Activity 2 - Exascale Workflow Scalability

Earth system modeling becomes more and more data-limited, both in terms of data volume and throughput. As part of a common vision for exascale Earth system modeling in the Helmholtz Association, the activity group Exascale Workflow Scalability rethinks traditional ways of storing, analyzing, and sharing data to enable scalable and performance-portable solutions for big data workflows on modern supercomputing architectures. Novel object storage concepts allowing for fast data access, cloud solutions for data services, and data mining and ML methods to automatically annotate and enrich data with descriptive metadata will be further explored.

Storage concepts for exascale

Facing the ever-growing storage demands from ESM output data in the km range, paired with the necessity of post-processing, analyzing, sharing and publishing of such data or its sub-datasets, new concepts for effective storage and staging will be investigated:

Lossless / Lossy data compression

Data compression is a traditional way to reduce large datasets. Ideally, data compression and decompression is fast and reliable in the sense of bit-wise reproducibility of original data. Depending on the precision of the data produced, but also on the intention of its usage, lossy data compression can be considered to reduce data size. We will explore here compression options with netCDF incl. more suited backend data formats such as the Zarr data format. The Zarr data format will be supported by the official netCDF format in the near future and is optimized for cloud storage options like s3 object storages. Further, it allows more easily to exchange of compression algorithms and enables fast testing of different algorithms.

SSD-based fast storage tiers (node-local or cache-based layer)

The High Performance Storage Tier (HPST) at JSC ( https://apps.fz-juelich.de/jsc/hps/juwels/cscratch.html ) acts as an NVMe-based cache layer on top of JUST, offering fast access to data stored in the SCRATCH file system. This added storage sub-system further closes the gap between the GPFS file system on one hand and the compute systems on the other. Data analysis and I/O-intensive applications, in particular read-intensive AI workloads, can greatly benefit from staging data to a faster storage tier. We will here explore the potential benefits of such SSD-based storage layers, either on cache or node-local, for typical ESM data workflows.

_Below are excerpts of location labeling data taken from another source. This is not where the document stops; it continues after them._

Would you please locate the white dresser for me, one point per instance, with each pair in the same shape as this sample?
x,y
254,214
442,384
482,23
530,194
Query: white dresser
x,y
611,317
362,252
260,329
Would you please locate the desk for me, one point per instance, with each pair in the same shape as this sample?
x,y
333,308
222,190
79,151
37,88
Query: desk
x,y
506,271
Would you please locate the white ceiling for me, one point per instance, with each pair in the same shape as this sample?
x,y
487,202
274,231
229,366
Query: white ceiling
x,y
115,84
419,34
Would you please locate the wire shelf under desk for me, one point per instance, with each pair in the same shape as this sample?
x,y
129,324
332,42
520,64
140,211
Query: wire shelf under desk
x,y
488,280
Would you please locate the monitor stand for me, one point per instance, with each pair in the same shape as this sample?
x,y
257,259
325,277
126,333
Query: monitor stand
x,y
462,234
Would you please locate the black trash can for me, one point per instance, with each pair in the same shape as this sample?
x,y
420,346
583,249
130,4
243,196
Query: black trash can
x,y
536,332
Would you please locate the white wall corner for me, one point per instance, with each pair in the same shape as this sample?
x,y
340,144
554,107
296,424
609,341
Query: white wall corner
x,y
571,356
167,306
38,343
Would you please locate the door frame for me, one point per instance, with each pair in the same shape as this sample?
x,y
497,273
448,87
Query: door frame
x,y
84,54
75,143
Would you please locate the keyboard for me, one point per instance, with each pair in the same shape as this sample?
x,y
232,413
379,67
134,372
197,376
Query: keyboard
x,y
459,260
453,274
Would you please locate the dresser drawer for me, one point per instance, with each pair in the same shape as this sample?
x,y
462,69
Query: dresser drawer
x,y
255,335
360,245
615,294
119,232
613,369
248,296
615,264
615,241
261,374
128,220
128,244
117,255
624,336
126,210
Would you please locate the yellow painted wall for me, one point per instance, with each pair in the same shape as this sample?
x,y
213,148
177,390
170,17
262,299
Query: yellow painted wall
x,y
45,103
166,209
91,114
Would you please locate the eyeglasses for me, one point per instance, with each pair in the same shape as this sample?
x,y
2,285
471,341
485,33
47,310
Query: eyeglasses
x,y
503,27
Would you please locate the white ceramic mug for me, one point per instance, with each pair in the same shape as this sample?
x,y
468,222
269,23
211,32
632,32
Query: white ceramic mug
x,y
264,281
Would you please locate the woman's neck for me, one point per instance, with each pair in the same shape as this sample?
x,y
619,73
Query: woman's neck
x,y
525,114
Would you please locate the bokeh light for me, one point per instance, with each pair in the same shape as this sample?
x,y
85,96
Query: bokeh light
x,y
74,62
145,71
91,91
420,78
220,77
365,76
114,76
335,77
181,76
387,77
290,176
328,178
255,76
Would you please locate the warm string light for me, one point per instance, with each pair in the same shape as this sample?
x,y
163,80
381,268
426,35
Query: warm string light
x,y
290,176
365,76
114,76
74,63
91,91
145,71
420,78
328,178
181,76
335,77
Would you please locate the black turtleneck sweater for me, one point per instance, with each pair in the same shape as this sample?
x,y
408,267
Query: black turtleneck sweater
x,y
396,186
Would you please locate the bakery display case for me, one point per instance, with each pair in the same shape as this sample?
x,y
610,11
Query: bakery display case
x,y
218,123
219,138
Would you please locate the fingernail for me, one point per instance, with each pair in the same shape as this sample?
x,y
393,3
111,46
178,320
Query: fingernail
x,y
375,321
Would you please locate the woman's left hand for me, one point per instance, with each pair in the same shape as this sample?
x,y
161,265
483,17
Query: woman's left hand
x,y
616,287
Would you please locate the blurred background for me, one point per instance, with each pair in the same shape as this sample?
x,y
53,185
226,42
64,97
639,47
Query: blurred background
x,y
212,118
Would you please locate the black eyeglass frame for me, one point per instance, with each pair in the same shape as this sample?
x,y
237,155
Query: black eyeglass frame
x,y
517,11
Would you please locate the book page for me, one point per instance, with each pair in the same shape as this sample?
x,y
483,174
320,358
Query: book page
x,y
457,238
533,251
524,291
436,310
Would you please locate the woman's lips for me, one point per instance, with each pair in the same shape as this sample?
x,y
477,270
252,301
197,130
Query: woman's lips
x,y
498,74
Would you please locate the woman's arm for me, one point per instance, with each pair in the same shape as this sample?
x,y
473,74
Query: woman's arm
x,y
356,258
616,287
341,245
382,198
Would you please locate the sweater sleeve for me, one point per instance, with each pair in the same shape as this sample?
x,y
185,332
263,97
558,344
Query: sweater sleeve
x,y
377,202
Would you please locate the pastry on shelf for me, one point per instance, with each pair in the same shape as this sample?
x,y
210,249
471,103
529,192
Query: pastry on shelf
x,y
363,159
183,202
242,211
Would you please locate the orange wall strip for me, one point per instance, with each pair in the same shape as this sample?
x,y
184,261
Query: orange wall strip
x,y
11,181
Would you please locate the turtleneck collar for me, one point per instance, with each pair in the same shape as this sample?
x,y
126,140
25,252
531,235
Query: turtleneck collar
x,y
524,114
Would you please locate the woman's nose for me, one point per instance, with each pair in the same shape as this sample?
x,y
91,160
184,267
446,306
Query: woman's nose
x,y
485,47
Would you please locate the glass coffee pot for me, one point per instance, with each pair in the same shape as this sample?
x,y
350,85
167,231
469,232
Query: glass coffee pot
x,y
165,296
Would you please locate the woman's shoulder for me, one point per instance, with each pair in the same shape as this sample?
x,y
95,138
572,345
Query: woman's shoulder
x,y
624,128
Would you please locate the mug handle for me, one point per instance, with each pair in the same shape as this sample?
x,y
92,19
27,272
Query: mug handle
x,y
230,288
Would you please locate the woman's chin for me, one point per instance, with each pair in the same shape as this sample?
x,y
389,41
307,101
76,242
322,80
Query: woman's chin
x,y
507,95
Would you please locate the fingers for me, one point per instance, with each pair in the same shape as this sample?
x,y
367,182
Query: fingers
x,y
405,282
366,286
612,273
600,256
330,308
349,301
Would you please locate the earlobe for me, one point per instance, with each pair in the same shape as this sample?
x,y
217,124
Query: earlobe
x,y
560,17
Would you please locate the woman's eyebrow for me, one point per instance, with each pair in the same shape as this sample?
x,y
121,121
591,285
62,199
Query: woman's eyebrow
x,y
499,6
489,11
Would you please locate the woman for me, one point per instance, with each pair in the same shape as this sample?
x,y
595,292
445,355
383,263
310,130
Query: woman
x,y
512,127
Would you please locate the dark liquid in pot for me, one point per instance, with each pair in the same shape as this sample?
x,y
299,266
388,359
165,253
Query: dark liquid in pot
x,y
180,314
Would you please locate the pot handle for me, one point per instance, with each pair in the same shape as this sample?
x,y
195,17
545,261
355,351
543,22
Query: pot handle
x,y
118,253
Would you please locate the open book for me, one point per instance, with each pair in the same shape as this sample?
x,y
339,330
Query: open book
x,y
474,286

Node-local approaches allows for decentralized output generation of climate simulations. Each node has a local storage device which can be used for write and read operations. The output will then be merged in a concurrent process. The “Hochleistungsrechner Karlsruhe” (HoreKa) at KIT supports this on-demand filesystem using BeeOND (https://www.nhr.kit.edu/userdocs/horeka/filesystems/#beeond-beegfs-on-demand). The file system is created during job startup and purged after your job. BeeOND/BeeGFS can be used like any other parallel file system. Tools like cp or rsync can be used to copy data in and out.

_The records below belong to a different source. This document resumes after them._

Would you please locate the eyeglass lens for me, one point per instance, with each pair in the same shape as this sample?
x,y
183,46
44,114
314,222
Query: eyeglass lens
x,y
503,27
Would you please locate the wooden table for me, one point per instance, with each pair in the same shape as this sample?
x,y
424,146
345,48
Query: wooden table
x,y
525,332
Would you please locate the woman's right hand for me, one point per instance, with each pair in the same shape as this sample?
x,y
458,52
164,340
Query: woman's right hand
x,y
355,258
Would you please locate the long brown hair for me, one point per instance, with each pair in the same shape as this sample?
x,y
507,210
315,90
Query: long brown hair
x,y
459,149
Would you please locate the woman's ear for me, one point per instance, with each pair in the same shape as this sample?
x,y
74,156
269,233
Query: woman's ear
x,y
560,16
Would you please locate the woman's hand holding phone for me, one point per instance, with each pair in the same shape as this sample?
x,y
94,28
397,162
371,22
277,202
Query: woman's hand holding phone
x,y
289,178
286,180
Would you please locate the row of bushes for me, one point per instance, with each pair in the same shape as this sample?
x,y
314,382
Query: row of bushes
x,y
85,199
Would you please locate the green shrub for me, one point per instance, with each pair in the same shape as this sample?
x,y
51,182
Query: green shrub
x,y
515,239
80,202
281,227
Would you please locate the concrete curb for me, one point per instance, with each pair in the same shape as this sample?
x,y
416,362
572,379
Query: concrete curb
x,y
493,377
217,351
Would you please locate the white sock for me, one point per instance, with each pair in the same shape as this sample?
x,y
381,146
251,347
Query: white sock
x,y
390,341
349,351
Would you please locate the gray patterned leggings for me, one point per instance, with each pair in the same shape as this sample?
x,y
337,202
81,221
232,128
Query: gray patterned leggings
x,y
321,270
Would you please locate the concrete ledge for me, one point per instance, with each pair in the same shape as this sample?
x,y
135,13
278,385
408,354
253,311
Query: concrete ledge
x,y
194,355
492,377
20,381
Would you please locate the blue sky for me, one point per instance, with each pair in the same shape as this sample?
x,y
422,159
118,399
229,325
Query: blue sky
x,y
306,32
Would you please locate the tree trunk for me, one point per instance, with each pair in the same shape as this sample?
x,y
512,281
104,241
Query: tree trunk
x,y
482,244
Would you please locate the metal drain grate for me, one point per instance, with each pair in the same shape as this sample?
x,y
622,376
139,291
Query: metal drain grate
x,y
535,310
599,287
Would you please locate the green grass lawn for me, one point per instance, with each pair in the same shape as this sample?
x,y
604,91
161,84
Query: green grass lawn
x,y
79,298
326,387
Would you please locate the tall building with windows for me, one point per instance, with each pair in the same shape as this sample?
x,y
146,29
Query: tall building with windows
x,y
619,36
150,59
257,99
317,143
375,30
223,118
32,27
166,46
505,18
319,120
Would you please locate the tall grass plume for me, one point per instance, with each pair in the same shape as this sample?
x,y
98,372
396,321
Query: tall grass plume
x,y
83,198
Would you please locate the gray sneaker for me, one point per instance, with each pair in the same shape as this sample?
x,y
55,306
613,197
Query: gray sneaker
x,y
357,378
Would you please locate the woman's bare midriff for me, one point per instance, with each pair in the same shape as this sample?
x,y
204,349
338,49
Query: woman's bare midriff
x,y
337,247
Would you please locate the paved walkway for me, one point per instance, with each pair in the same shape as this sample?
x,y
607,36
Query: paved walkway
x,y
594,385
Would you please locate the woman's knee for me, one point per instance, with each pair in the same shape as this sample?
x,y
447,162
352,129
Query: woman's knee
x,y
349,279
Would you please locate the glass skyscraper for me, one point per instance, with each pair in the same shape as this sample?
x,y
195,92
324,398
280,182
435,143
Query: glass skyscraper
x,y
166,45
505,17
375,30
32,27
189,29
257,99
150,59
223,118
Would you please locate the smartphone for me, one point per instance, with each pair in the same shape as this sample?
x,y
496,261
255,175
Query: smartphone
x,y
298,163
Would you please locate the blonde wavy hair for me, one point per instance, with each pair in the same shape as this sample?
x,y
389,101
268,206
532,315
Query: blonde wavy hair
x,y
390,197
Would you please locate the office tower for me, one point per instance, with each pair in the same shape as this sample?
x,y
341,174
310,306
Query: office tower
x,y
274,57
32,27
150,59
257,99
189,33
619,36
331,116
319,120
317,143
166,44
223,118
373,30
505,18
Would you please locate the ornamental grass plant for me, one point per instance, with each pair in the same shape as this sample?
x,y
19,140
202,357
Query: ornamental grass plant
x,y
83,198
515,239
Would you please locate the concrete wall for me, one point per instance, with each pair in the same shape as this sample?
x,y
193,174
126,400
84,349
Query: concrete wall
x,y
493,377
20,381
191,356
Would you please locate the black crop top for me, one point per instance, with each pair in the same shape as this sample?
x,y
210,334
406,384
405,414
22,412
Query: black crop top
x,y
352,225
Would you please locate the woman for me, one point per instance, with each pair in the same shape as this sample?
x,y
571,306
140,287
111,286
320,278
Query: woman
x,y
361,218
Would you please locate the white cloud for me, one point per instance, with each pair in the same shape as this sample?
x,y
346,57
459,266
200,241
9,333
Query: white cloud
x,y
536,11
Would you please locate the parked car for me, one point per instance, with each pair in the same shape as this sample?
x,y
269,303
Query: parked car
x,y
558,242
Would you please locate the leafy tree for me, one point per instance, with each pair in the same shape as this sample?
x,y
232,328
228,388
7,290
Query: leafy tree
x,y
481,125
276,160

Data staging and file size handling, HDF cloud and object storage applications

Intelligent ways of staging data on different layers of the HPC storage systems can greatly help to accelerate data access. Various data access patterns lead to notable differences in access time, which can possibly overcome by optimizing file sizes, storage formats and its chunking. Starting from the concept of DestinE data bridges, we will explore FDB to handle ESM data beyond ECMWF’s IFS model. Recommendations for file sizes and chunking will be developed as well as alternatives to netCDF (e.g. data cubes and Zarr files) will be investigated.

IO-Sea involvement (Data Nodes)

Credit: https://iosea-project.eu/

The IO-SEA project ( https://iosea-project.eu/ ) aims to provide a novel data management and storage platform for exascale computing based on hierarchical storage management (HSM) and on-demand provisioning of storage services. We will reach out to the IO-Sea project to find optimal solutions in the ESM context.

Data services and exchange

HPC and data centers are facing increasing demands for data access from automated services, either from other centers hosting portals to federated data repositories or from web users worldwide. This poses new challenges for administration, transfer security, and accounting.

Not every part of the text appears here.